The Fourteenth Amendment and Equal Protection
Ratified in 1868, the Fourteenth Amendment to the U.S. Constitution provides, in part, that no state can “deny to any person within its jurisdiction the equal protection of the laws.” Over the past 150 years, Congress and the courts have applied this “Equal Protection Clause” to our right to equal education.
This year’s Exhibit looks at Equal Protection in Education, including court decisions in:
- Mendez v. Westminster School District, in which the placement of Mexican-American students into separate “Mexican schools” was found to violate their rights under the Equal Protection Clause;
- Brown v. Board of Education, in which the placement of white and African-American students in different public schools on the basis of race was also found to violate the Equal Protection Clause;
- Lau v. Nichols, finding the lack of supplemental language instruction in public school for students with limited English proficiency violated the Civil Rights Act of 1964;
- Regents of the University of California v. Bakke, and Grutter v. Bollinger and Gratz v. Bollinger, in which certain affirmative action policies used by two universities to increase minority enrollment were upheld while others were struck down; and
- Endrew F. v. Douglas County School District, in which public schools were required, under the Individuals with Disabilities Education Act, to provide disabled students with opportunities to make meaningful, “appropriately ambitious” progress.
The Exhibit also looks at Title IX of the Civil Rights Act, enacted in 1972, which prohibits exclusion of a student solely on the basis of sex.

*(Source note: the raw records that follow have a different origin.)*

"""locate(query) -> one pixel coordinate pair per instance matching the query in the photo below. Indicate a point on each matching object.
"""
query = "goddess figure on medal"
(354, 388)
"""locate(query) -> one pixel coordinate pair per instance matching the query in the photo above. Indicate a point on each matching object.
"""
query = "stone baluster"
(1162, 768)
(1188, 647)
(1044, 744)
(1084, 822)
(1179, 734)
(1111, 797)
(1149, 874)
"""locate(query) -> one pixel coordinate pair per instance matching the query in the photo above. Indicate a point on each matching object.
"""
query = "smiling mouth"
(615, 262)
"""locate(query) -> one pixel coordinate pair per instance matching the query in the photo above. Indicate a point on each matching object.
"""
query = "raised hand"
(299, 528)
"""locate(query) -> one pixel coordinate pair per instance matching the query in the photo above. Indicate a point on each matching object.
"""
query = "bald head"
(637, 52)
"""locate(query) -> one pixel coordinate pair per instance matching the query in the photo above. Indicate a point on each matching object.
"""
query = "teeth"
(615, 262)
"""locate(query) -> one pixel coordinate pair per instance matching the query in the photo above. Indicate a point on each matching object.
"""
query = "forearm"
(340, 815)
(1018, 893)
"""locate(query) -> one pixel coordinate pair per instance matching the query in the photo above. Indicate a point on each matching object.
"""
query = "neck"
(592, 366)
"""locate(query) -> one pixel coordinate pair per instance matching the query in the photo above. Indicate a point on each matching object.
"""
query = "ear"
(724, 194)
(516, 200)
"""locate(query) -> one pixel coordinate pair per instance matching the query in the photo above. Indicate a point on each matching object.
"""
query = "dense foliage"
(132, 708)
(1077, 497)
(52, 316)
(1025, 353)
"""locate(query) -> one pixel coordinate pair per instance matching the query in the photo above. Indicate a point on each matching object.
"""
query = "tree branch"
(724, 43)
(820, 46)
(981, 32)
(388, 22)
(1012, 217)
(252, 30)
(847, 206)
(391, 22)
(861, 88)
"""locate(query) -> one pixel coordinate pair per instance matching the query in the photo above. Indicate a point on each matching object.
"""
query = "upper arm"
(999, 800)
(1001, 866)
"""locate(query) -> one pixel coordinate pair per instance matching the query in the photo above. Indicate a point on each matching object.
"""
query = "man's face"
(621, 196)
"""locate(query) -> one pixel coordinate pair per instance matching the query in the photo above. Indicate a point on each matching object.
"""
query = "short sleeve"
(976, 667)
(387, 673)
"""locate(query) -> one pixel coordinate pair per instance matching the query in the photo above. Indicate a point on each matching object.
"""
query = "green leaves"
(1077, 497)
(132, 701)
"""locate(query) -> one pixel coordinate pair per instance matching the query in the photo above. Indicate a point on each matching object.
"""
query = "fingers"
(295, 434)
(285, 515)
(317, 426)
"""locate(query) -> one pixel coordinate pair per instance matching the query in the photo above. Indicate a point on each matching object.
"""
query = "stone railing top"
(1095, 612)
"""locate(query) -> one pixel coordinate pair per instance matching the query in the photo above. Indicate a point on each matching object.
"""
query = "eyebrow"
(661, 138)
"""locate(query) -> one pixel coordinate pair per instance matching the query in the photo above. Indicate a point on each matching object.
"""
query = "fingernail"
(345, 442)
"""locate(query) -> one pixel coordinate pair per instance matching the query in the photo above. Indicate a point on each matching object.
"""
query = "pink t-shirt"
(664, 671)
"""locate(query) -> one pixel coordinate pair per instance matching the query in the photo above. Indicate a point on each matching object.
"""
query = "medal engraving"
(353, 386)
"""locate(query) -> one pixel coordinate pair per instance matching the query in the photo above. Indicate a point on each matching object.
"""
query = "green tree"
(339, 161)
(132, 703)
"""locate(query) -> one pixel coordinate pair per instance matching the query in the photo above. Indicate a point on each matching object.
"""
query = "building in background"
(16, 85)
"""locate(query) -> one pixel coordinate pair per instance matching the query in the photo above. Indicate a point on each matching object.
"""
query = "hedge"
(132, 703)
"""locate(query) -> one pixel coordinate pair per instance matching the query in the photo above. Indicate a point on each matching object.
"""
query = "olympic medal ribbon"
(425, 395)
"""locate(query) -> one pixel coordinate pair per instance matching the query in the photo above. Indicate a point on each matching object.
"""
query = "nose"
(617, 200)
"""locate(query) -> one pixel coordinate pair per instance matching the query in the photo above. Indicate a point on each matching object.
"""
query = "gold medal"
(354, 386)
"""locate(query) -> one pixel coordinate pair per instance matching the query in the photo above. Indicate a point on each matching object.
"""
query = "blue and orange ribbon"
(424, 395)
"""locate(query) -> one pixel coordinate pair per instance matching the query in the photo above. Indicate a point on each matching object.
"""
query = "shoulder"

See all the Exhibit PanelsExecutive Order 9066: History and Legacy
This year, the NJCHS has aligned its educational mission with the Ninth Circuit’s Civics contest – “Not to be Forgotten: Legal Lessons of the Japanese Internment” on this, the 75th Anniversary of Executive Order 9066. With the assistance of resources shared by the Fred T. Korematsu Institute, the Densho Encyclopedia and Digital archives, primary source material, and with the essential input from subject matter experts, the NJCHS created an eight panel Exhibit which explores the antecedents to Executive Order 9066, its tremendous impact on the Japanese American Community, and its aftermath.
Executive Order 9066 is of special importance to the NJCHS as a historical society, since several seminal cases questioning the constitutionality of the Executive Order, including the legal actions brought by Fred Korematsu, Gordon Hirabayashi, Minori Yasui, and Mitsue Endo, arose in the Ninth Circuit.
The Exhibit relies in part on affecting images taken by famous photographers Dorothea Lange and Ansel Adams as they documented the process of the Japanese Americans being forced to leave their homes and belongings behind on two weeks’ notice, their transport to temporary “evacuation centers,” and their life in the ten desolate camps in which they were forced to spend several years during WWII. The Exhibit attempts to convey the sentiments of those who were directly affected through use of their own words.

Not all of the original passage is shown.